Попадет ли в твои руки это письмо? Где и когда? Получишь ли ты его после жаркой битвы в лагере или, пожалуй, в лазарете?… Но, во всяком случае, тебя обрадует весточка от твоей Марты. Хотя я не могу писать тебе ничего веселого — что же, кроме печали, в состоянии испытывать я в то время, когда солнце, в интересах отечества, завешано черным гробовым покровом, готовым опуститься на сынов родной земли? — но все же эти строчки принесут тебе отраду, Фридрих, потому что ты любишь меня, — я знаю, как сильно любишь, — и слово, написанное мною, радует и волнует тебя, как нежное прикосновение моей руки. Я вечно с тобою, помни это; каждая моя мысль, каждый вздох принадлежат тебе днем и ночью… Здесь, в кругу родных, я двигаюсь, действую и говорю механически: мое сокровеннейшее «я» принадлежит одному тебе, не покидает тебя ни на минуту… Только Рудольф напоминает мне, что в мире есть еще нечто, что не называется: «ты». Добрый мальчик! если б ты знал, как он о тебе расспрашивает и беспокоится! Наедине мы не говорим ни о чем, кроме как о нашем «папа». Чуткий ребенок понимает, что этот предмет ближе всего моему сердцу, и, как ни мал мой Руди, ты знаешь хорошо, что он заменяет друга своей матери. Я уже начинаю с ним толковать, как со взрослым, и он благодарен мне за это. С своей стороны, я благодарна ему за любовь к тебе. Это такая редкость, чтобы пасынки или падчерицы любили отчима или мачеху; но правда, что ты всегда относился к нему, как настоящей отец, и не мог бы нежнее и лучше обращаться с родным сыном, ты мой нежный и добрый! Да, всеобъемлющая, мягкая, кроткая доброта составляет основу твоего характера. По словам поэта — помнишь? — как небесный свод состоит из одного цельного гигантского сапфира, так и величие характера благородного человека составляется из одной добродетели — добросердечия. Другими словами, я люблю тебя, Фридрих! Это неизменный припев ко всему, что я думаю о тебе и твоих свойствах. Ах, моя любовь полна такого доверия, такой уверенности! Я

покоюсь в тебе. Фридрих, и мне так хорошо, так отрадно… но разумеется, тогда, когда ты возле меня.
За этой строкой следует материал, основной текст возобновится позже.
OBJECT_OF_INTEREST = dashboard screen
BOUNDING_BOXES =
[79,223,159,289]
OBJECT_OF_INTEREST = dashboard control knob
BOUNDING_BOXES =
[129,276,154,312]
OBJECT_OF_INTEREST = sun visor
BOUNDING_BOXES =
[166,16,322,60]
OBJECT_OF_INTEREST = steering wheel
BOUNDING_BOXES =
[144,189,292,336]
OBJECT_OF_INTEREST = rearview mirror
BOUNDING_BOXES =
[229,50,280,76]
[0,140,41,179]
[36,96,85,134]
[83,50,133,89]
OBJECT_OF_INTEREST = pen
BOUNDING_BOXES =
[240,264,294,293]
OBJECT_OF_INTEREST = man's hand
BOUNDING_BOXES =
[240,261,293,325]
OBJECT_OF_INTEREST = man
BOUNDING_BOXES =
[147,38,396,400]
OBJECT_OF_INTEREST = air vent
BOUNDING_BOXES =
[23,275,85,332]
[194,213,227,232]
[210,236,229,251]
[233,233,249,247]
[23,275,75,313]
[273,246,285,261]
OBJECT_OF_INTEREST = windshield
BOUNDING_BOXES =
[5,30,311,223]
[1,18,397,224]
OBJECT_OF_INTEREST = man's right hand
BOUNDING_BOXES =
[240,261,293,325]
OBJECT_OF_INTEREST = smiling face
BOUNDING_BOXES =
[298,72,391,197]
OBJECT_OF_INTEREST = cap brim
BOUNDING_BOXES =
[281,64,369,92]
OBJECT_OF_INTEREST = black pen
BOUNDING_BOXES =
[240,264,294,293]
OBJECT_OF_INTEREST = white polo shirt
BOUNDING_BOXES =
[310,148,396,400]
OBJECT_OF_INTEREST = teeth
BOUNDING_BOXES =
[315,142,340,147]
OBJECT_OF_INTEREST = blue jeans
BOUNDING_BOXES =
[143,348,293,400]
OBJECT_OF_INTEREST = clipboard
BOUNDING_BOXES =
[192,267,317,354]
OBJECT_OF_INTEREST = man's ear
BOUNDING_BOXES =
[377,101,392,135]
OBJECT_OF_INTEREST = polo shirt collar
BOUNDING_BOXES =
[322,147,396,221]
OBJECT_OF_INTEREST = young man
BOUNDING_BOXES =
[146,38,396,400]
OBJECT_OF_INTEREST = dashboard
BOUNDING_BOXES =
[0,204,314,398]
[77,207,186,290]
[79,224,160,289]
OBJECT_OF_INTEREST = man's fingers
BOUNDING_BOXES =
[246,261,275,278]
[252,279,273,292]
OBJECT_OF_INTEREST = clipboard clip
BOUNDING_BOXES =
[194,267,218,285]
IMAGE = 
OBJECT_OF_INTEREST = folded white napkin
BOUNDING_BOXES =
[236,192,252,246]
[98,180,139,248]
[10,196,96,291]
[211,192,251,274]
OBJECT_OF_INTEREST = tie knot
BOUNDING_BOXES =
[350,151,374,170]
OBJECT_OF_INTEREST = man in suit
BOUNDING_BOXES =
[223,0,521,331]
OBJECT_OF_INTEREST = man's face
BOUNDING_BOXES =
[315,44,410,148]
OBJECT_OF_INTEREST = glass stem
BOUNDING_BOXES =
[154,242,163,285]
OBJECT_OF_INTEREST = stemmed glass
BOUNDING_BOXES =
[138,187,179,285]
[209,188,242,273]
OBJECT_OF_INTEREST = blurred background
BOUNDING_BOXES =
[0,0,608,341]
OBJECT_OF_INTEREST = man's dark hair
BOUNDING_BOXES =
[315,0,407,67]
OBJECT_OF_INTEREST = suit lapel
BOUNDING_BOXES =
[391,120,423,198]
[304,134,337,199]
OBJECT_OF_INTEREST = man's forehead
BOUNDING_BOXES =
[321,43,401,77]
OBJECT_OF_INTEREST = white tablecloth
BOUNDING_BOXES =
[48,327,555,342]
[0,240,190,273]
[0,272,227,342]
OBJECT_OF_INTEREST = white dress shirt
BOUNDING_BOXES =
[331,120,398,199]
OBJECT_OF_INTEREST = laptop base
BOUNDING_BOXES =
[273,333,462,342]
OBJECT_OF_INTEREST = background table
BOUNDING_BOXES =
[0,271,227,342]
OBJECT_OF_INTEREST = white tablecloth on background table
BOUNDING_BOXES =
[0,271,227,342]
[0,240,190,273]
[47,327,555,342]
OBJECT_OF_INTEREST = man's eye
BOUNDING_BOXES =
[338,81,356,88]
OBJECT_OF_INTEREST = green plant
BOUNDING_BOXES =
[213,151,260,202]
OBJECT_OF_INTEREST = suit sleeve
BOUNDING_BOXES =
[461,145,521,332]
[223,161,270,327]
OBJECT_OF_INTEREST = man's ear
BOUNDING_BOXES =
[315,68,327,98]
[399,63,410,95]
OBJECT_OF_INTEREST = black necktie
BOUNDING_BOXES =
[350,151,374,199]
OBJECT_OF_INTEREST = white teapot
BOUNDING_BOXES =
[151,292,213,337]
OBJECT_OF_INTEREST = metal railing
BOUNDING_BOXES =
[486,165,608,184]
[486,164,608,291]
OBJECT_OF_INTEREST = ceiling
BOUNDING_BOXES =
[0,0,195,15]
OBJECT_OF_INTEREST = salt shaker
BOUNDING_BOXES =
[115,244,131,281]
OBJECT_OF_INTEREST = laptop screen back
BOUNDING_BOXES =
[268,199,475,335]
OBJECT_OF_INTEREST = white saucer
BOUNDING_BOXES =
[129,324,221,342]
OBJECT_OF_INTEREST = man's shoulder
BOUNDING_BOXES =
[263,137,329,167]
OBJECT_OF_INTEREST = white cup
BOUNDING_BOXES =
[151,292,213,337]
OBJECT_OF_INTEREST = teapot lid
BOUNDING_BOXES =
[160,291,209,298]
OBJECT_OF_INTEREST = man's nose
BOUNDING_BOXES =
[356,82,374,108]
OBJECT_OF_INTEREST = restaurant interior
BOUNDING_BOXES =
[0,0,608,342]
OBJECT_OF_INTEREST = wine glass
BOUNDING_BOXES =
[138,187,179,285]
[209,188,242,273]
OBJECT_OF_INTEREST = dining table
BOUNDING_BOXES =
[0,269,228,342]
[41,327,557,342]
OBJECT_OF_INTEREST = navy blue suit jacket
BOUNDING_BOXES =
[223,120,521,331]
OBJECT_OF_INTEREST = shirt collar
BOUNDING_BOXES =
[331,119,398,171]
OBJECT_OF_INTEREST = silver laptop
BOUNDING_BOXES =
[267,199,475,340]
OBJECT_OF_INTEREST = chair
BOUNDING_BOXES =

Теперь, когда судьба снова разлучила нас, о моем покое не может быть и речи. Ах, если б гроза поскорее пролетела, если б вы были уже в Берлине, чтоб продиктовать королю Вильгельму условия мира! Мой отец твердо убежден, что таков будет конец кампании, и судя по всему, что слышишь и читаешь, этого надо ожидать. «Как только, с Божией помощью, мы одолеем супостата, — говорилось в воззвании Бенедека, — то пустимся преследовать его по пятам, и вы отдохнете во вражеской земле и насладитесь в ней всем, что…» и т. д. Но в чем же будут заключаться эти наслаждения? Ведь в наше время ни один полководец не решится заявить во всеуслышание и без всяких обиняков: «Вам будет позволено грабить, жечь, убивать, позорить женщин», как это говорилось в средние века с целью подстрекнуть воинственный пыл диких полчищ; теперь войскам можно пообещать в виде награды, в лучшем случае, разве бесплатное потребление гороховой колбасы в неприятельской стране, но это вышло бы немного слабо, и потому в воззвании прибегли к цветистым, но уклончивым выражениям: «вы насладитесь…» и т. д. Под этим каждый пусть подразумеваете, что ему угодно. Принцип награды, находимой во «вражеской земле», крепко засел в нашем мозгу и остается по-прежнему родственным солдатскому духу… А каково-то будет на душе у тебя в этой «вражеской земле», откуда вышли твои родители, где живут твои друзья и двоюродные братья? Доставит ли тебе «наслаждение» сравнять с землею прелестную виллу тети Корнелии? «Вражеская земля» — самое это понятие перешло к нам еще из отдаленных времен, когда война была ясно тем, что представляет ее raison d'etre: разбойничьим набегом ради грабежа, когда неприятельская страна манила воина соблазнами добычи…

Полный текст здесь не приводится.